In the 1960s, with a heroin crisis of epic proportions. We are all aware of the crack epidemic in the late 80s, but the truth is – this was the second drug that devastated the Black community. Crack only destroyed what Heroin didn’t get the first time around.
“By 1971, there were about fifteen times more heroin addicts in Washington DC than in all of England.” That sentence blew my mind.
And of course, it was never just the drugs. It was the crime that came with it. There were break-ins and robbery and assault, and murder. So is it really a surprise that the Black community yearned for law and order and therefore strict mandatory sentences for drug offenders?
Good idea, with very bad consequences.
People now got trapped in the system. Once you got sent to prison, you simply never made it out. This is where the ’30 years for a bag of marijuana’ come from – it was never intended for marijuana, but for heroin, but the law is the law.

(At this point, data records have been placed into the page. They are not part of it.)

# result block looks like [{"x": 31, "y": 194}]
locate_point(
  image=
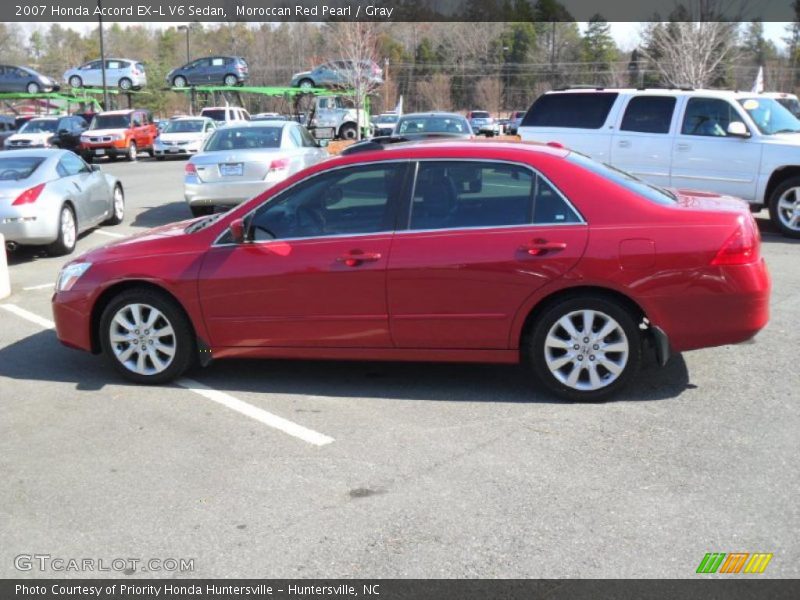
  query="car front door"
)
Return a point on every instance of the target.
[
  {"x": 313, "y": 271},
  {"x": 642, "y": 144},
  {"x": 482, "y": 237},
  {"x": 705, "y": 157}
]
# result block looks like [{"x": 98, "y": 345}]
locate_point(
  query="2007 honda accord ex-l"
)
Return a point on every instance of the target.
[{"x": 434, "y": 251}]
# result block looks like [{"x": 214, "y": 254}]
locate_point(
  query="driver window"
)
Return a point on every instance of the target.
[{"x": 355, "y": 200}]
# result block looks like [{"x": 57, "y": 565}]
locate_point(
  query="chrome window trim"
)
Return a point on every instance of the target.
[{"x": 535, "y": 172}]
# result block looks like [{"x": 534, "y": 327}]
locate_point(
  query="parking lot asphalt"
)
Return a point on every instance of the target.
[{"x": 337, "y": 469}]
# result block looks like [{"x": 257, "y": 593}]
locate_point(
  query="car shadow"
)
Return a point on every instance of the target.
[
  {"x": 163, "y": 214},
  {"x": 41, "y": 357}
]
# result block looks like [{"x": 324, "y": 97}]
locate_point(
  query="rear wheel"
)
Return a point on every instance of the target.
[
  {"x": 118, "y": 207},
  {"x": 585, "y": 349},
  {"x": 201, "y": 211},
  {"x": 784, "y": 207},
  {"x": 146, "y": 336},
  {"x": 67, "y": 233}
]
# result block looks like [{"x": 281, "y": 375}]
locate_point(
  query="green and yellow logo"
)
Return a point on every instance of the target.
[{"x": 735, "y": 562}]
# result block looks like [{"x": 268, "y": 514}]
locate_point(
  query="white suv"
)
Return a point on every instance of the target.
[{"x": 735, "y": 143}]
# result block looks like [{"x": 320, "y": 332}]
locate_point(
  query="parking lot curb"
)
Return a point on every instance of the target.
[{"x": 5, "y": 280}]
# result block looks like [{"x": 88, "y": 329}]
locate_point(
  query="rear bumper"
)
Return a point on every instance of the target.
[{"x": 723, "y": 305}]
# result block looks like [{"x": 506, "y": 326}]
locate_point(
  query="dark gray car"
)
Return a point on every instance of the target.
[
  {"x": 210, "y": 70},
  {"x": 23, "y": 79}
]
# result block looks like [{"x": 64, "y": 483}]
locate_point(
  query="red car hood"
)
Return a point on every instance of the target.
[{"x": 709, "y": 201}]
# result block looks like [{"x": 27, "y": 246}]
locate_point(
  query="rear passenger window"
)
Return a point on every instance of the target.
[
  {"x": 457, "y": 195},
  {"x": 649, "y": 114},
  {"x": 583, "y": 110}
]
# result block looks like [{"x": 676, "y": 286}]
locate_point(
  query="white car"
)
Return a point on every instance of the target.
[
  {"x": 183, "y": 136},
  {"x": 242, "y": 160},
  {"x": 734, "y": 143},
  {"x": 125, "y": 73}
]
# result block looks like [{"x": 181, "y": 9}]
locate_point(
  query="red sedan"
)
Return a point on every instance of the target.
[{"x": 444, "y": 251}]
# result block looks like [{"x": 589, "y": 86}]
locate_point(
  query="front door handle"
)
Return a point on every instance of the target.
[
  {"x": 540, "y": 247},
  {"x": 356, "y": 257}
]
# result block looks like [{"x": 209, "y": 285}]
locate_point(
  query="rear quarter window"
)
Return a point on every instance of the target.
[{"x": 579, "y": 111}]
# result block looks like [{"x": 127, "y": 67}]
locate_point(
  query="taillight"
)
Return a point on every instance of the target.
[
  {"x": 29, "y": 196},
  {"x": 742, "y": 246}
]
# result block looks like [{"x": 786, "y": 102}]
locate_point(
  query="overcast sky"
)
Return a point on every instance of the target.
[{"x": 625, "y": 34}]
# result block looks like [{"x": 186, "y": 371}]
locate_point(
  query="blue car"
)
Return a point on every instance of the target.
[{"x": 211, "y": 70}]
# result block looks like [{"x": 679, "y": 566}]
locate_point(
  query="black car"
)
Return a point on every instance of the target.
[
  {"x": 22, "y": 79},
  {"x": 48, "y": 132},
  {"x": 211, "y": 70}
]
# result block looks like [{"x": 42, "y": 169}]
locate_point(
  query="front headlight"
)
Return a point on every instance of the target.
[{"x": 69, "y": 276}]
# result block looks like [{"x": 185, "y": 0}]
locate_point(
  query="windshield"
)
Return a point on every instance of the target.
[
  {"x": 244, "y": 138},
  {"x": 624, "y": 179},
  {"x": 110, "y": 122},
  {"x": 40, "y": 126},
  {"x": 769, "y": 116},
  {"x": 412, "y": 125},
  {"x": 18, "y": 167},
  {"x": 193, "y": 126}
]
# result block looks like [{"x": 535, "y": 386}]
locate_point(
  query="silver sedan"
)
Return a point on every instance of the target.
[
  {"x": 242, "y": 160},
  {"x": 48, "y": 197}
]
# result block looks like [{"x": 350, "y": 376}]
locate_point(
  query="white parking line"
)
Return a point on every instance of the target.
[
  {"x": 29, "y": 316},
  {"x": 267, "y": 418},
  {"x": 39, "y": 287},
  {"x": 259, "y": 414}
]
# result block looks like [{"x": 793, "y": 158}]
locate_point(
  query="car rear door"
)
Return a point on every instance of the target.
[
  {"x": 705, "y": 157},
  {"x": 642, "y": 142},
  {"x": 314, "y": 272},
  {"x": 482, "y": 237}
]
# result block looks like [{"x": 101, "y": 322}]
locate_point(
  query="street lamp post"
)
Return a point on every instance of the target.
[{"x": 102, "y": 55}]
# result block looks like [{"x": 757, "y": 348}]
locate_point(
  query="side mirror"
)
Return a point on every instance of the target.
[
  {"x": 236, "y": 228},
  {"x": 738, "y": 129}
]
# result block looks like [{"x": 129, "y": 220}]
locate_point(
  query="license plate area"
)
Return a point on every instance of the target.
[{"x": 231, "y": 169}]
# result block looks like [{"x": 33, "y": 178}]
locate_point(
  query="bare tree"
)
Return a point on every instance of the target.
[
  {"x": 357, "y": 43},
  {"x": 489, "y": 94},
  {"x": 690, "y": 53},
  {"x": 435, "y": 93}
]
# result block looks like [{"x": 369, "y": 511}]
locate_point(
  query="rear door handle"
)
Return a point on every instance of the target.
[
  {"x": 355, "y": 258},
  {"x": 540, "y": 247}
]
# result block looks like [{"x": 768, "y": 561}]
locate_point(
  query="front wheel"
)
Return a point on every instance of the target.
[
  {"x": 146, "y": 336},
  {"x": 784, "y": 207},
  {"x": 585, "y": 349}
]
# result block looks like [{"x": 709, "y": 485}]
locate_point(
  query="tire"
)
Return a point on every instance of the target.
[
  {"x": 201, "y": 211},
  {"x": 132, "y": 152},
  {"x": 117, "y": 207},
  {"x": 587, "y": 373},
  {"x": 169, "y": 339},
  {"x": 67, "y": 233},
  {"x": 348, "y": 131},
  {"x": 784, "y": 207}
]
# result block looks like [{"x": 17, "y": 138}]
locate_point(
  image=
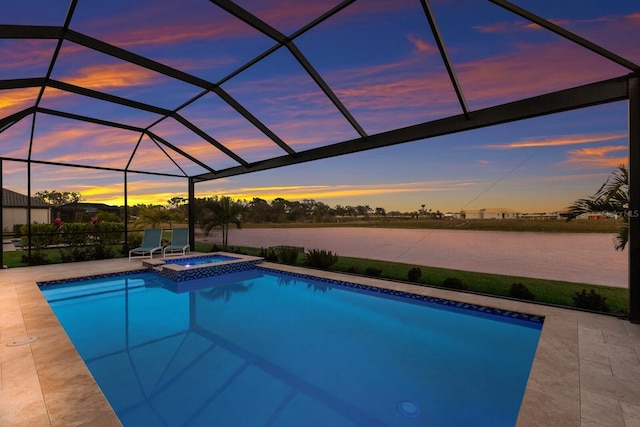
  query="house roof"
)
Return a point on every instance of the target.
[
  {"x": 11, "y": 199},
  {"x": 489, "y": 211}
]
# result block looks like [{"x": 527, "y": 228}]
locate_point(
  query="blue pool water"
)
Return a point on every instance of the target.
[
  {"x": 209, "y": 259},
  {"x": 261, "y": 348}
]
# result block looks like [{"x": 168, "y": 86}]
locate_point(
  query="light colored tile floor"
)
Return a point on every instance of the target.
[{"x": 586, "y": 370}]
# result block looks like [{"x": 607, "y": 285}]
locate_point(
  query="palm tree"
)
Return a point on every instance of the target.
[
  {"x": 221, "y": 212},
  {"x": 612, "y": 197}
]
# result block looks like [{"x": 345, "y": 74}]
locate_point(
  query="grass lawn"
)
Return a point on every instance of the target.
[{"x": 545, "y": 291}]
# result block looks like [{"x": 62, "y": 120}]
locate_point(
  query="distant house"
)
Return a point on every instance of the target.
[
  {"x": 489, "y": 213},
  {"x": 80, "y": 212},
  {"x": 14, "y": 210}
]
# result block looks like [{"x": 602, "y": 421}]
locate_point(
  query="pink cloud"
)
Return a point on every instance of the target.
[
  {"x": 422, "y": 45},
  {"x": 559, "y": 141},
  {"x": 599, "y": 157}
]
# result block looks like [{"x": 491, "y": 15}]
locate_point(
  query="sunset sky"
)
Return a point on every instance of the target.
[{"x": 379, "y": 58}]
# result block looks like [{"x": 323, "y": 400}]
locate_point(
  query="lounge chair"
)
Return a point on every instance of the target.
[
  {"x": 151, "y": 242},
  {"x": 179, "y": 242}
]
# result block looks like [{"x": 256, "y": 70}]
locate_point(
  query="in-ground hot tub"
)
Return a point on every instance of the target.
[{"x": 197, "y": 267}]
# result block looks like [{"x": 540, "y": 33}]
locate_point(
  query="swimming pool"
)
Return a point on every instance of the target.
[
  {"x": 260, "y": 347},
  {"x": 199, "y": 260}
]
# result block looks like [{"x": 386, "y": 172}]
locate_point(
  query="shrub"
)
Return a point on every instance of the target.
[
  {"x": 17, "y": 230},
  {"x": 320, "y": 258},
  {"x": 591, "y": 301},
  {"x": 288, "y": 255},
  {"x": 373, "y": 271},
  {"x": 414, "y": 274},
  {"x": 36, "y": 258},
  {"x": 520, "y": 291},
  {"x": 454, "y": 283}
]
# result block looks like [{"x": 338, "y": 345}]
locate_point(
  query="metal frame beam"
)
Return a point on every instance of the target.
[
  {"x": 633, "y": 245},
  {"x": 570, "y": 99}
]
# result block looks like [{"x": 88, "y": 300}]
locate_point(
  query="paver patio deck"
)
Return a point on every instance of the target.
[{"x": 586, "y": 370}]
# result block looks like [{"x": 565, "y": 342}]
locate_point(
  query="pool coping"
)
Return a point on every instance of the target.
[{"x": 586, "y": 370}]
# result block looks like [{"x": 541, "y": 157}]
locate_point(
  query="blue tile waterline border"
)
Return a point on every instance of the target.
[
  {"x": 91, "y": 277},
  {"x": 480, "y": 309}
]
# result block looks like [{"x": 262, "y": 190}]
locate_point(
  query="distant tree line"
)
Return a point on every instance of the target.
[{"x": 256, "y": 210}]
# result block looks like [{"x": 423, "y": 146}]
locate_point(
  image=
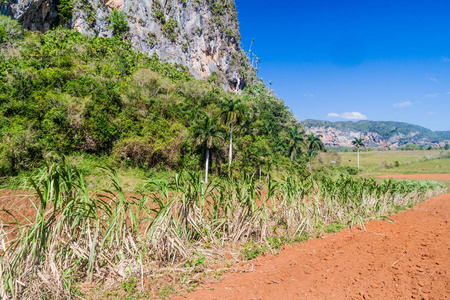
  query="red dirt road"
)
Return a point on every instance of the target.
[{"x": 407, "y": 259}]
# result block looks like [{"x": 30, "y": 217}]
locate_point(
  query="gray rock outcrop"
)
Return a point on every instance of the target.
[{"x": 202, "y": 35}]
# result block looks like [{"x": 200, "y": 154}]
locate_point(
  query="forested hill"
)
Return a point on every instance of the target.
[
  {"x": 376, "y": 133},
  {"x": 73, "y": 93},
  {"x": 202, "y": 35}
]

All of a sudden, judges had no leniency in doling out sentences – and, as Forman shows, some of them didn’t want it. Black drug dealers were regarded as a disgrace to the race, as a disappointment to Martin Luther King Jr and everything he died for. So forgiveness was hard to come by, and it still is.
The same goes for Black policemen – they were not interested in community protection, but instead focused on law enforcement. (The difference in the definition of the police force’s main purpose between the US and Europe is endlessly fascinating to me, and I can’t wait to read more about it.)
So rather than helping Black drug offenders back on the way to sobriety and lawfulness, the emergence of Black judges and police officers helped putting them in jail.
It was a cruel coincidence that the ‘War on Drugs’ coincided with criminal law enforcement. As Forman says, it is not one single action that brought us to where we are now, but an accumulation of them.
And that means there is no easy solution for it – this system needs to be dismantled stone by stone, carefully, weighing the interactions between one law and the next. But one thing is clear – things cannot go on as they are now. The United States has 5% of the world’s population, but 25% of the world’s prisoners. Quite simply put, the country cannot afford to imprison 1 in 3 African American Men.
I want to end on some good news – well, two. First, there seems to be some agreement between Republicans and Democrats that the criminal justice system needs to be reformed, though of course, we should wait to see what they come up with before celebrating.
Second – in the recent Midterm Elections, Florida passed Amendment 4, which restores Voting Rights for Felons – Millions of people gained their voting right back! So that’s good. (We should also never forget that former felons can’t vote, and with the numbers involved, this means that a sizeable portion of the African American population cannot vote.)
If you are interested in learning more about this – Netflix has an amazing documentary about it, made by Ava DuVernay. It’s simply called “13th” and I would highly recommend it.